The research suggests that friendship with British people and engagement with British culture are less likely to be affected by Brexit than business/trade and education engagement. These could prove the best channels through which to maintain broad-based, positive connections with the people of Europe when negotiations on political, economic and security questions might at times become challenging.
The Commonwealth countries’ positive perceptions and high levels of trust in the UK are striking. To the extent they are affected by the Brexit vote, these are also in a positive direction overall. Indeed, the vote is associated with a net positive impact on intentions to engage with the UK (except in the area of trade) – probably reflecting the historical personal, cultural, institutional, political, and linguistic ties between these countries and the UK. In G20 countries outside the EU and Commonwealth the levels of trust in the UK are somewhat lower. Yet levels of trust and attractiveness here are also positively affected by the Brexit vote. From these countries perspectives the vote may have been interpreted as an openness on the UK’s part for international engagement beyond European partners. The reported impact of Brexit on their likelihood of doing business/trading with the UK trade is the only area where there is a net fall. A case could be made for building broader bilateral ties, for example through “softer” engagement - via cultural, educational, and personal connections, to build a platform on which trade could develop.

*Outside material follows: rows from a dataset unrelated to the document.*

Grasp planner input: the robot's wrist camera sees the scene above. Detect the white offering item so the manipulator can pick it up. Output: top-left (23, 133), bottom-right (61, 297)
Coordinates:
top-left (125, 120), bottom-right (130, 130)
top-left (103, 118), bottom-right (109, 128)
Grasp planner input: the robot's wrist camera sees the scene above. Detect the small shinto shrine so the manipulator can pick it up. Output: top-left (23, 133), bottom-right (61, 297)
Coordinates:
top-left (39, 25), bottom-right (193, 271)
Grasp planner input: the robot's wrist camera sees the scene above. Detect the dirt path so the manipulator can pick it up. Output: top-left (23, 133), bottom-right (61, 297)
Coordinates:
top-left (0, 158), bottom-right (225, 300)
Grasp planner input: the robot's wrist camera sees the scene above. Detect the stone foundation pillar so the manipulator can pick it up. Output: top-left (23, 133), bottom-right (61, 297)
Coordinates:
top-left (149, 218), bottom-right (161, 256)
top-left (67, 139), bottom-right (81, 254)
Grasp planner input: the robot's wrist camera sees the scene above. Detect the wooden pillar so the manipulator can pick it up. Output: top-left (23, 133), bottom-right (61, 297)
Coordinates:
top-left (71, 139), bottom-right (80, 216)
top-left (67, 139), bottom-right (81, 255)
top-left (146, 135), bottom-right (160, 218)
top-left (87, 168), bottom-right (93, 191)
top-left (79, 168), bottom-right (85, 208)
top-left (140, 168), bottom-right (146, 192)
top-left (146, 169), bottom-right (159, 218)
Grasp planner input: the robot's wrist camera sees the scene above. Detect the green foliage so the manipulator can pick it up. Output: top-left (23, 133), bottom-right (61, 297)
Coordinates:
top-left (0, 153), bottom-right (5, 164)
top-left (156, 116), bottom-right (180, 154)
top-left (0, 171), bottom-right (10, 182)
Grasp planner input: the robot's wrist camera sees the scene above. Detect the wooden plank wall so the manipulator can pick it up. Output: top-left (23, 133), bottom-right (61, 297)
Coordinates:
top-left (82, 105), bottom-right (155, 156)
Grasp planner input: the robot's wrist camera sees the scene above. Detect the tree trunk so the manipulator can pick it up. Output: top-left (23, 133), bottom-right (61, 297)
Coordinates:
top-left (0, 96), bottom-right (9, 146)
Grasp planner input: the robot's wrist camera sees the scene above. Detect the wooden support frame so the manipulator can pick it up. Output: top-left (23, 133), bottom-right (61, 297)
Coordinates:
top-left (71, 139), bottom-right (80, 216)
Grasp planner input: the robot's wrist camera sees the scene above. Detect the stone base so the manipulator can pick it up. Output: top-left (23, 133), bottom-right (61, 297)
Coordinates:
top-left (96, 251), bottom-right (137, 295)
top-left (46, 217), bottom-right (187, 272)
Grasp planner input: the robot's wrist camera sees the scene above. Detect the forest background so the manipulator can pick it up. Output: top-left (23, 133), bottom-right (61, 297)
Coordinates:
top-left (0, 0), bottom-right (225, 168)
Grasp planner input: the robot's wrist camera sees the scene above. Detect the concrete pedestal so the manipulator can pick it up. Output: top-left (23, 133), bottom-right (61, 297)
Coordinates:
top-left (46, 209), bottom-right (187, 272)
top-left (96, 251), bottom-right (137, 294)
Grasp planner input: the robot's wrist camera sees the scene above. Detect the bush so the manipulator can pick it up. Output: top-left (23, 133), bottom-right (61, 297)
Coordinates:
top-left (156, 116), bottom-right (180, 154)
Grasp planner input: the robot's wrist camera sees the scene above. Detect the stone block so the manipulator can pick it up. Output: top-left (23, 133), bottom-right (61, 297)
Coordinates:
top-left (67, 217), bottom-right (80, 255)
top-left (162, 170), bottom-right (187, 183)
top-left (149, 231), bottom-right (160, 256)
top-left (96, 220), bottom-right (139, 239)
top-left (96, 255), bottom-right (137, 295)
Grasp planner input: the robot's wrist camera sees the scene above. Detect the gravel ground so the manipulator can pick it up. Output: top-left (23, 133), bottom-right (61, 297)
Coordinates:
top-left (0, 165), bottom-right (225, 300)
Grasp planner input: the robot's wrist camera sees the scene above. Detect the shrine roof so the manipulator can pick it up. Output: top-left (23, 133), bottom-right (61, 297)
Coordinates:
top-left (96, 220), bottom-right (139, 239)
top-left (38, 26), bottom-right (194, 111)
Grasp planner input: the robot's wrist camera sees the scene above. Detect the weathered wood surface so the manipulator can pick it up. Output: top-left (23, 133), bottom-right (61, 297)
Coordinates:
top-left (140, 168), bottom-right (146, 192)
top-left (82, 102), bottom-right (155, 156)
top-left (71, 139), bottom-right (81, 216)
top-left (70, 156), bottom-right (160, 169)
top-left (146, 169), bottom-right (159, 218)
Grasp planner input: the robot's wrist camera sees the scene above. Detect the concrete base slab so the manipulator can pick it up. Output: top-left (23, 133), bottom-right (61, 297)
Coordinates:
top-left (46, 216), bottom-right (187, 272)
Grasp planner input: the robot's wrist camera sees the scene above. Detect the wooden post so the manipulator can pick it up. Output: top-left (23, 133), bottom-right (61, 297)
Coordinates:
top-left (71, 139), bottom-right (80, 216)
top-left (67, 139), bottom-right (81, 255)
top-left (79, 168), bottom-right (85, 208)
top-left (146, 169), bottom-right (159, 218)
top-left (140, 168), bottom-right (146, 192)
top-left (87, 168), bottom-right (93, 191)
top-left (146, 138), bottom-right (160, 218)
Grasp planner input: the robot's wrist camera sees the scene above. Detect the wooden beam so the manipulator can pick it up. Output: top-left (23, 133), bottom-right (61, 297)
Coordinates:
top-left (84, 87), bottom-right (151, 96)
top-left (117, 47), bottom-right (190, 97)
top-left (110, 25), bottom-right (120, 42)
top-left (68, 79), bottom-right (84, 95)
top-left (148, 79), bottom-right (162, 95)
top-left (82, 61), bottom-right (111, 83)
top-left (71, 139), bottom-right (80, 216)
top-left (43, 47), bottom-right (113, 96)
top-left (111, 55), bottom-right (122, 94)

Internationalising Our Youth for a Global Britain
Of course the UK’s international success will not just depend on the attitudes of people globally. It also depends on the country’s ability to understand and connect with them. This requires British people to develop the skills needed to connect globally – including languages and knowledge of other cultures and markets. The extent to which British people can connect in their interactions with people abroad or foreigners at home will no doubt be reflected in how they are in turn perceived.
The survey revealed that British young people have a more negative perspective on the impact of Brexit than their G20 peers – even than their peers in the EU. By investing in young British peoples’ ability to think and engage internationally, it might be possible to turn this pessimism into confidence and active international relationships – exactly what is needed for the UK to take on a more global role.
The good news is that the UK has no shortage of attractive assets which can attract others. Many of these can be found within its arts and culture, education system, language and people. It is in the UK’s national interest to make the most of these assets whether in Europe, the Commonwealth, or the rest of the world.
Protecting British democracy, civil society, economic prosperity, plurality and openness is not only an imperative for the success of British people. These qualities continue to be powerful for establishing new connections and maintaining old international relationships regardless of the structures in place for governing the UK’s relationships overseas. Indeed, the UK has a long track record of sharing the best of its pluralistic and democratic society with the world and must continue to do so.
The UK voted to leave. But the future model for the UK’s relationship with the EU and the manner of leaving will both be significant for its reputation. The vote itself has had a subtle but significant effect on attitudes to the UK in the G20 – some positive and some negative. It is how the UK proceeds from this point that will have a more lasting impact on its reputation and influence. This study suggests that there are opportunities as well as risks. Confidence and optimism are prerequisites for success – among the UK’s people and institutions, as well as in its government.